|Predicting river flows increases fish consumption|
|Written by Larry Ellis, fishing columnist|
|January 02, 2012 12:50 am|
Fishing report for
Plunkers, man your Spin-N-Glos. The Chetco finally received what steelheaders have been long waiting for - rain, and lots of it. It looks like plunkers are going to be rolling in silver, make that chrome. On Thursday morning, the Chetco had received enough rain to raise the river to 4,990 cubic feet per second (cfs), and the graph was rising vertically.
The end of December and especially January are typically the best months out of the year for high-sticking a silver metalhead, and with a little luck, those of us who like to plunk will get first crack at the incoming chrome missiles by tomorrow, the first day of 2012.
I get my information from the same sources as fishing guides, from the National Weather Service’s Advanced Hyrdrologic Prediction Services web page.
For a quick refresher on keeping tabs of the current water flows in real time, and the NWS predictions of water levels, simply type in http://www.rivervilla.com in your address browser. Then on the top left side, click on “recreational river flows.” Another page will come up where you will click on “Chetco near Brookings” which will take you to the USGS water levels for the Chetco River.
What you see on the graph is what is currently taking place. If you go to the top of the same page, you can click on the National Weather Service’s Advanced Hydrologic Prediction Services web page to get the NWS’s predictions for the following week. I can’t tell you how often they’ve been wrong, but generally speaking, they’re pretty good.
Now, on that same graph you will see a thick solid blue line on the left side. That represents what has happened and where the water level is currently. On the right side of the graph, the blue line turns into a thin purple line. That purple line is what the NWS is predicting will happen in the next several days.
Dragging your mouse along any of the purple dots along that line will present a rectangular drop-down box describing what that particular water level is in feet and what time to expect it. Clicking on one of those dots will supply you with even more data for several more days.
For instance, – and this will probably change by the time you read this article – when I clicked on the highest point on the graph, it read 15.91 feet, and to the right of that was the flow equivalent, which was 30.8 kcfs at 12 a.m., on Dec. 31.
It also shows that by noon on Jan 1, the water level should drop to 7 kcfs. That’s a pretty large drop in a day and a half, but it could conceivably happen. If it does happen, then anglers could be plunking on New Years Day.
Whatever happens, the most important thing to look for is the color of the water. If it is chocolate brown, it’s time to tie up some leaders for the next day. If the water is slate-gray or pea-green, break out your Spin-N-Glos.
This chart is something that you need to keep on top of every day in order to gain accurate information on water levels. Those of us who either fish for a living or just live to fish, check out this Web page more than once a day.
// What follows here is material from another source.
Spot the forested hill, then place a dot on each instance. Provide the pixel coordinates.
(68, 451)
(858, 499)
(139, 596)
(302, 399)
The bottom line is, there will be at least one great plunkable day on the Chetco River, and Social Security Bar should be wall-to-wall rod holders. I’m thinking that since the ground has already reached its saturation point, the river should be dropping a lot slower than what has been predicted, which means there should be a lot more days where anglers will be able to plunk.
The prediction is also looking good for drift-boat fishermen who are side-drifting Puff Balls-and-roe or pulling plugs. If the river continues to drop through January 7, the fishing could be stellar for side-drifting from a boat and for drift-fishing from the bank.
Plunkers should remember that you won’t have to make very long casts. Most of the steelhead should be coming up the sides of the river near semi-steep banks to avoid the faster, turbulent water out in the middle.
As far as color of Spin-N-Glos go, you can’t go wrong with one of two colors: flame chartreuse, also known as stop-and-go; and sherbet, also known colloquially as Tequila Sunrise. Sometimes Tequila Sunrise works best with black wings; other times the silver or white wings are key in catching these winter steelhead.
Another color that works well this time of year is called tiger stripe, which is a brilliant-red-fluorescent colored Spin-N-Glo with black stripes. It pays to have a healthy supply of all those color combinations in sizes 4, 6 and 8. Size 4 is the largest while size 8 is smaller.
I would say with confidence that the flame chartreuse has caught more steelhead from the banks of the Chetco than any other color.
Also, be prepared for some large steelhead. Last year we didn’t get many over 20 pounds which means that this could very well be the year for heavy metalheads.
Do not rule out drift-fishing night crawlers from the bank. This technique works especially well on the south side of the river at the South Bank water tower.
Another thing drift-fishermen and side-drifters both should carry with them are yarn balls. When the river is colored up, you can drift yarnies until the cows come home and do quite well. I often will add some scent to them, such as Pautzke’s orange nectar, or you can just mush up some eggs and smear them on the yarn balls.
For a really great instructional video on how to make yarn balls, go to http://www. youtube.com and type in “Steelhead Yarn Balls.” One of the comments left on the video with guide Troy Whitaker states, “I wish I used yarnies years ago. I used the yarnies for the first time this summer and hooked more steelhead than I had with any other method.”